In his words: ‘Every child is an artist. The problem is how to remain an artist once we grow up’ – Pablo Picasso. This resonates well with me because I have seen so many people come and go from music and arts. People grow up thinking “I need to get a real job” and “stop wasting my time” and they lose their sense of wonder and creativity. I feel like every person should be a little child-like in this sense in order to escape the mundanity and repetition of everyday life. The power to create is one of the many great things that make us human and should be embraced by all. I want my work to evoke feelings, emotions and make people smile or be happy or even have a good cry.
Ian is adept at alternating rhythms and changing direction with vocals that are focused and powerful. He recollects childhood: One of my earliest memories is being at a wedding and falling asleep in front of the giant speakers blasting loud enough to shake the cake. As a kid when I brushed my teeth, I would do it in rhythms and open/close my mouth to change the pitch of the brushing sound. I remember always tapping rhythms or humming a tune. My parents took notice and put me into piano lessons in elementary school, then I noticed my brother’s guitar around age thirteen. He wouldn’t let me play it, so I would sneak in his room when he wasn’t around and play it anyway.
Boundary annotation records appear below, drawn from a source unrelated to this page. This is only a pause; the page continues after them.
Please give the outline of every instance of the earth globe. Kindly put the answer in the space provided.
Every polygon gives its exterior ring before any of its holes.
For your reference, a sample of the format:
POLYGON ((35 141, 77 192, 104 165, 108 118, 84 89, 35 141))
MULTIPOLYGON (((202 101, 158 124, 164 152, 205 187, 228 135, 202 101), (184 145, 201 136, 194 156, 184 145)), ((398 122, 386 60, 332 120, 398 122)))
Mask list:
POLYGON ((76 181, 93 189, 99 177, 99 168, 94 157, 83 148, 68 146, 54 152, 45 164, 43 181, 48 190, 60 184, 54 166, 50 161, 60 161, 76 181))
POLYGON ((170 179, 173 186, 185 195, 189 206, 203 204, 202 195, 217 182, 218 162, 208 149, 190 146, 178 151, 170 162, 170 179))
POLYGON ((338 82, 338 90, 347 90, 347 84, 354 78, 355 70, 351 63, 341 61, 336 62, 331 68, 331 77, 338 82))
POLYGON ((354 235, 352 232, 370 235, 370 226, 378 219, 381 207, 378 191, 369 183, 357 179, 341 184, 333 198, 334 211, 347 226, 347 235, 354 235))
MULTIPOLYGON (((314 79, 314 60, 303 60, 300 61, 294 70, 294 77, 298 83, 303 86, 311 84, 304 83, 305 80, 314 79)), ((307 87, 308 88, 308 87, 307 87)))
One day, I inevitably broke a string and tried to cover it up, but shockingly, my plan of laying a plastic antennae across the fretboard to make it look like it fell and broke the string didn’t work. Confronting me he told me to play him something and show him what I’d been doing. I played the intro to Sweet Child of Mine, and my brother said, “Well… alright, you can play it.”
Quickly Ian is unleashing his voice with an uninhibited outpouring of theme-driven lyrics that reflect our symbolic pendulums. He reflects: : I got into metal at a very young age (thanks, brothers) and then convinced myself everything else was crap and not worth listening to. It took me until a few years ago to realize there’s an entire world of music out there that I’d just been leaving untapped and unexplored. Now, metal still holds a special place in my heart and I still love heavy music, but I’ve also discovered a powerful love for blues, country, jazz, contemporary, pop, dance, funk… basically, anything that evokes any sort of emotion and/or puts a smile on my face is worth listening to in my books.
There is an undeniable quest for truth in descent and ascendance, always telling the story with his revolutionary instrumentals and evolving vocals that are like a mythical creature waiting to make history. Ian says: : What is most difficult for me in writing music are lyrics. Articulating how I’m feeling comes out much more naturally in the form of melody, and I usually rewrite a song seven or eight times then end up not using it anyway. Saying “I’m finished” and moving on is difficult too. Singing and writing lyrics are new developments compared to my evolving eighteen years of guitar.